As I write this, it’s still 90+ degrees outside, but there is hope for a cold front soon. With the cooler temps and the promise of things like turning cypress leaves, pumpkin patches and pies, a part of me is starting to feel a little less heavy and overwhelmed and a little more willing to create.
Since I can remember, I’ve always needed permission to create. I sometimes wonder if I got my degree in English and Creative Writing solely because I wanted someone to give me permission to write, and even more so, to be able to call myself a writer. Every moment since college, I’ve struggled to let myself create freely. At first, I thought it was just the lack of time and devotion to the craft.
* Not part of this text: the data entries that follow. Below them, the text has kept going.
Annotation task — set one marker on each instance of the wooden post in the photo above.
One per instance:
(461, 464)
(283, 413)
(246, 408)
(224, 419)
Other times, I told myself it’s because I was healing from harsh critiques. While both of those hold some truth, I’m beginning to realize that my quiet ways tend to mean that I want permission to do things. I’m not that fire-brand personality that blazes my own path. I’m more of the (somewhat mindless) wanderer that stumbles down the path less traveled (because it looks beautiful and mysterious) and is grateful for any guidance along the way.
Each year, I promise myself I’m going to give myself permission. Because why the hell not? Then, I make myself some tea, write a few words, call it trash and go to bed. I promise, I wasn’t always this way.
In fact, as a kid, I was the polar opposite. I was entirely in my own happy, little world. I played and wore costumes and imagined at least one story a day. I wrote poems and newspapers and everything was good. Somewhere along the lines of growing up, I lost that magic. I think in some ways, many of us work really hard to get that magic back, but we end up making it FAR more complicated than it really is.
Thus, here I am with the promise of autumn on the horizon. I believe there’s a correlation of what I loved as a kid and the magic of leading a creative life. With the expectation of northerly breezes and pulling out cozy sweaters, I’m making a list of all the things to dig myself out of this hole of infinite expectations. Summer is almost over, and the season of rest almost here.
These aren’t unreasonable promises, in fact, they have a strong resemblance to an autumn bucket list. But, sometimes, we just need to promise ourselves to do what we love and let go of everything else that weighs us down.
- To write just for fun – for no other reason than because it’s enjoyable. This means writing from prompts or writing poems or limericks. Seriously, just put some words out into the universe – no strings attached.
- To participate in National Novel Writing Month again… it’s been too long and I love the community. It helps keep me passionate and on track with my goals.
- To take on one craft project for the month – whether it’s macrame, basket weaving, etc. Time to make all those pin-worthy craft dreams come true.
- To visit a pumpkin patch (bonus if puppy Lily can go with us)
- To make all the soups and pies – cooking/baking is the most rewarding form of creating and community-building I know.
- To have s’mores + stories + stars – I LOVE getting around the campfire and eating sticky marshmallows off a stick, telling stories and watching for shooting stars. Waking up smelling like campfire…
- To read fairytales and one spooky story. This time of year holds a special kind of magic – and curling up with a retelling of a fairytale is one of my favorite things. This year, I’m also going to finally read “Frankenstein” by Mary Shelley (thought it would be fun to follow it up with the new Mary Shelley movie starring Elle Fanning).
I’ve been blogging for seven years now, and a struggle that never seems to go away is that my creativity ebbs and flows with the seasons of my life. The best thing I’ve learned is to pause and be gentle with myself. To keep honoring the things that bring true joy, no matter how silly or small they may seem. It’s never been about the big things, it’s always been those little moments, the blissful pauses in between. The world can so easily drown out what really matters, and it’s just knowing when to re-center again.